Greece: Should it give in to default – Argentinian style?

11th July 2011

Like Greece now, in 2001 Argentina had been struggling because decisions about its monetary policy were being taken elsewhere i.e. in Washington.

It had pegged the peso to the dollar but that also effectively pegged it to American interest rate policies despite the fact its economy was facing low growth and a high deficit.

Many economists believe that breaking the peg, despite temporarily deepening the crisis, then allowed Argentina to recover at quite a spectacular rate of growth.

The differences however are stark too. Greece is not in a currency peg – it is part of a single currency. It is also part of the huge political entity called the European Union. Argentina, it could be argued, was hitching a ride on US economic policy in the belief it would encourage economically beneficial discipline but it was also a lot easier to jump off. 

And although Argentina's decision to break the peg did impact on other countries, they were not such closely aligned allies, as the other Mediterranean states of the EU are for Greece.

Some are urging Greece to take action now however.

In this weekend's Observer Heather Stewart considered the issue in some detail.

Stewart writes that: "The peso plummeted to $0.25 within months, Argentina became a pariah and the economy slumped. Yet by the second quarter of 2002, it had bounced back to growth. And aided by high commodity prices and a boom for many of its key trading partners, Argentina continued expanding at a healthy clip, 8% on average, until the credit crunch hit.

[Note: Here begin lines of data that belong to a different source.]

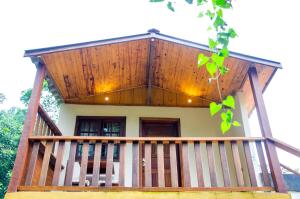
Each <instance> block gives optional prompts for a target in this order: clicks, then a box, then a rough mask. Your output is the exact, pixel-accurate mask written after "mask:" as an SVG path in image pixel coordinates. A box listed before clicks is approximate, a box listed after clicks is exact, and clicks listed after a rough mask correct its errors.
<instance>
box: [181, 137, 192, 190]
mask: <svg viewBox="0 0 300 199" xmlns="http://www.w3.org/2000/svg"><path fill="white" fill-rule="evenodd" d="M181 165H182V168H181V169H182V172H181V175H182V176H183V179H182V180H183V183H182V185H183V186H184V187H191V176H190V167H189V152H188V143H187V142H183V143H182V144H181Z"/></svg>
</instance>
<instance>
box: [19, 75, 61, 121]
mask: <svg viewBox="0 0 300 199" xmlns="http://www.w3.org/2000/svg"><path fill="white" fill-rule="evenodd" d="M31 91H32V89H31V88H30V89H26V90H24V91H22V93H21V98H20V100H21V102H22V103H23V104H24V105H25V106H26V107H27V106H28V104H29V99H30V96H31ZM41 105H42V106H43V108H44V109H45V111H46V112H47V113H48V114H49V117H50V118H51V119H52V120H53V121H57V119H58V111H59V108H58V107H59V103H58V102H57V100H56V99H55V97H54V96H53V95H52V94H51V93H50V91H49V88H48V83H47V81H46V80H45V81H44V82H43V90H42V96H41Z"/></svg>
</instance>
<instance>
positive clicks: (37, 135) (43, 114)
mask: <svg viewBox="0 0 300 199" xmlns="http://www.w3.org/2000/svg"><path fill="white" fill-rule="evenodd" d="M33 135H36V136H49V135H53V136H61V135H62V133H61V132H60V130H59V129H58V128H57V126H56V125H55V123H54V122H53V121H52V120H51V119H50V117H49V116H48V114H47V113H46V111H45V110H44V109H43V108H42V106H41V105H40V106H39V107H38V114H37V117H36V121H35V126H34V130H33Z"/></svg>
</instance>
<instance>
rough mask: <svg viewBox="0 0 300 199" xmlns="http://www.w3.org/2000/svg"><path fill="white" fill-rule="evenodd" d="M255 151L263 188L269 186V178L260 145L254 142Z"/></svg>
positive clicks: (260, 142)
mask: <svg viewBox="0 0 300 199" xmlns="http://www.w3.org/2000/svg"><path fill="white" fill-rule="evenodd" d="M255 144H256V150H257V155H258V159H259V164H260V168H261V172H262V177H263V184H264V186H271V182H270V178H269V172H268V168H267V164H266V159H265V155H264V151H263V148H262V145H261V142H260V141H256V142H255Z"/></svg>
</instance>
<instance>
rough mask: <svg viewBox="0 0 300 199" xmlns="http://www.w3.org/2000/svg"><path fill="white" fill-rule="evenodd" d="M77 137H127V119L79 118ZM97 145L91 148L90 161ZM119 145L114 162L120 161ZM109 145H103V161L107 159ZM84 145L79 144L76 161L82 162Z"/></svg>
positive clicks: (104, 144) (96, 117)
mask: <svg viewBox="0 0 300 199" xmlns="http://www.w3.org/2000/svg"><path fill="white" fill-rule="evenodd" d="M75 135H76V136H113V137H119V136H125V117H89V116H78V117H77V120H76V127H75ZM94 150H95V144H90V146H89V159H93V156H94ZM119 151H120V147H119V145H115V147H114V160H118V159H119ZM106 153H107V145H106V144H103V145H102V151H101V159H106ZM81 154H82V144H78V146H77V152H76V159H77V160H80V159H81Z"/></svg>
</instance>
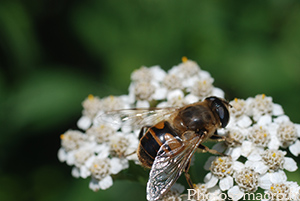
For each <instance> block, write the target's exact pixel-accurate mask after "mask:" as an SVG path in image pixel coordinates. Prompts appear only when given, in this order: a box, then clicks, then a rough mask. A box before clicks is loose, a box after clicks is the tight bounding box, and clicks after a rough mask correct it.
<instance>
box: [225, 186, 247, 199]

She also quotes Alan Cibils, chair of the political economy department at the Universidad Nacional de General Sarmiento in Buenos Aires who said: "Default and devaluation enabled Argentina to get its economy on track, and to get hold of its exchange rate and monetary policy again, and to be able to do this in a way that served the country's needs better than the needs of the financial markets."

She also quotes Mark Weisbrot of the Center for Economic and Policy Research (CEPR) in Washington who says: "Argentina drew a line in the sand. They said we're not doing any deal that puts us in the same situation three years from now. It was a successful default. Their economy reached the post-crisis level of output within three years, which is going to take Greece ten years if they're lucky. They took 11 to 12 million people out of poverty in that time."

However, recently, the Wall Street Journal talked to several other Argentinean economists familiar with events there and they were cautious about whether it could work for Greece.

Reasons included – Greece's deep integration in the European Union-especially its use of the euro-would make it harder for Athens to renege on its debts or ditch its currency the way a more isolated Argentina did.

"Greece doesn't have a growth engine equal to Argentina's farming sector, which was able to exploit the weak peso-and a near tripling in global soybean prices over the past decade-to drive the recovery."

The WSJ quotes Daniel Marx, who was Argentina's chief debt negotiator until shortly before the default, who says: "Even if Greece stopped paying its debt, the next day it would have a budget imbalance to confront," There are no easy choices for Greece, it seems.